Iced coffee is the best way to get a caffeine buzz in summer.
Image: 123RF/phafanwangthaphan

The later it gets in the year, the more hours per day everyone seems to spend nose to the grindstone. It's the last push before the holiday exhale.

And so, more coffee than usual is required.

Coffee, straight after money, is what makes the world go around. It's so essential to the work day that I can hardly imagine how anyone in the history of humanity got anything at all done before the drink became a daily staple.

That, surely, must be why theories are put forward about aliens building the pyramids: how could humans have done it without coffee? You may think that's facetious, but coffee has been banned in centuries past by governments for its dangerous ability to increase "radical" thinking.

Speeded-up brains are things that few governments have ever liked in their own citizens (unless perhaps you're a citizen in the business of tax collecting).

There's a lot of talk - or print - about coffee being super-fantastic for you in terms of lowering the risk of Alzheimer's, diabetes, certain cancers, and on and on.
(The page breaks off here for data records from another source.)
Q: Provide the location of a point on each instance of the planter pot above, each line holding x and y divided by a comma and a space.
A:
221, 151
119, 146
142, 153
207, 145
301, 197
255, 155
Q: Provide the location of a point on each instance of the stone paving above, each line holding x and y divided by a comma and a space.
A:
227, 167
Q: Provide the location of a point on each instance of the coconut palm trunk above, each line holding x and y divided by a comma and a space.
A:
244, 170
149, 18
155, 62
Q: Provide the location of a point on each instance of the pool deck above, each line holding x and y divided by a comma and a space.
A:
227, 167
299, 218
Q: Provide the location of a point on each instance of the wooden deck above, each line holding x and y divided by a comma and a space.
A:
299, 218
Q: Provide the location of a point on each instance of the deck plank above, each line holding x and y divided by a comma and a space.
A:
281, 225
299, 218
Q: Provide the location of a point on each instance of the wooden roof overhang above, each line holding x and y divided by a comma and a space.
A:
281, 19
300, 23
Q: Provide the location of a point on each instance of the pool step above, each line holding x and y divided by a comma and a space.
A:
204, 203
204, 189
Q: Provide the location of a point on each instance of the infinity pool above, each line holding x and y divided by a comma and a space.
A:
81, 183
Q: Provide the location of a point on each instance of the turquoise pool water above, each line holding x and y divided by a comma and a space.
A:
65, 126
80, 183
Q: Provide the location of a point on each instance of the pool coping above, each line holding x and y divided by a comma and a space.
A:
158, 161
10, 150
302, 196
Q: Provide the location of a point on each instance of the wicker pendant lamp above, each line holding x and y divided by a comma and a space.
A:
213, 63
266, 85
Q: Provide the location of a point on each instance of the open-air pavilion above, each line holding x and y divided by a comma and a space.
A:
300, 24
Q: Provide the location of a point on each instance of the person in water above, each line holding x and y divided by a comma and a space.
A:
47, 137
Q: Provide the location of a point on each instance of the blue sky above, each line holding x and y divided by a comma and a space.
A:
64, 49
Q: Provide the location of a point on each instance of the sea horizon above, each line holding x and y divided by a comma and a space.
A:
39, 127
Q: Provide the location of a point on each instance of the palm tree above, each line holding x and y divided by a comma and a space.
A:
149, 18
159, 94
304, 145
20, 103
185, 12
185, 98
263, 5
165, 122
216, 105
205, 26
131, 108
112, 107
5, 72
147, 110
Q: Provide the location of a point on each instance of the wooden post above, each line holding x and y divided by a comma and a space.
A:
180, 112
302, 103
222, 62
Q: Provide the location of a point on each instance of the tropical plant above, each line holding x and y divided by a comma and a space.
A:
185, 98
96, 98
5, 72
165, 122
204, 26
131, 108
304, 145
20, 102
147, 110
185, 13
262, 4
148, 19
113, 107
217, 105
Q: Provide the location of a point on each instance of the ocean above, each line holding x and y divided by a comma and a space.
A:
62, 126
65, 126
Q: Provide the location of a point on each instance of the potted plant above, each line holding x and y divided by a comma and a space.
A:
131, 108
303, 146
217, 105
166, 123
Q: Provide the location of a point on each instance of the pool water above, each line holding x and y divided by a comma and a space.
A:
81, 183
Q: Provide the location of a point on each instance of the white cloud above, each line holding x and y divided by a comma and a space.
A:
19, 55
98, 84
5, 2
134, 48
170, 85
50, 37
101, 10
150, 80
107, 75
It's the new cure-all, following hot on the heels of chia seeds and coconut oil.

As the most commonly used mood- and performance-altering drug on the planet, you'd imagine that the research around coffee would be far more extensive and rigorous, but it's still nascent

I wouldn't get too excited though. Like so many positive and negative sweeping statements about food and drink, when you weave your way back to the research, you usually find two things:

  • The actual results were a zillion times less impressive than touted by mainstream media;
  • The Google factor increasingly means that an appealing but unsubstantiated idea gets referred to over and over, morphing from theory to fact.

As the most commonly used mood- and performance-altering drug on the planet, you'd imagine that the research around coffee would be far more extensive and rigorous, but it's still nascent.

Read between the data lines, and the most we can say is the following:

  • Coffee is definitely addictive but simply requires others to tolerate your grumpiness for a week, not a stint in rehab, if you want to stop.
  • Just like everything else, too much coffee probably isn't ideal.
  • Nobody is sure what too much is.
  • There's no proof that a bit of coffee is bad, unless you have a heart condition.
  • Coffee tastes crap on an aeroplane, and worse in France.

In hot weather, my favourite ways with coffee are all in the cool zone.

Easiest of all is making the plainest iced coffee, which involves a long glass, many ice-cubes, a double espresso, and full-cream milk to fill. No sugar.

Even better, simply freeze an Americano or filter coffee, sans milk but definitely sweetened, in a tray, to make granita. Scrape it out with a fork when half-frozen, and top with sweetened whipped cream. A stylish way to combine the dessert and coffee course after summer lunch.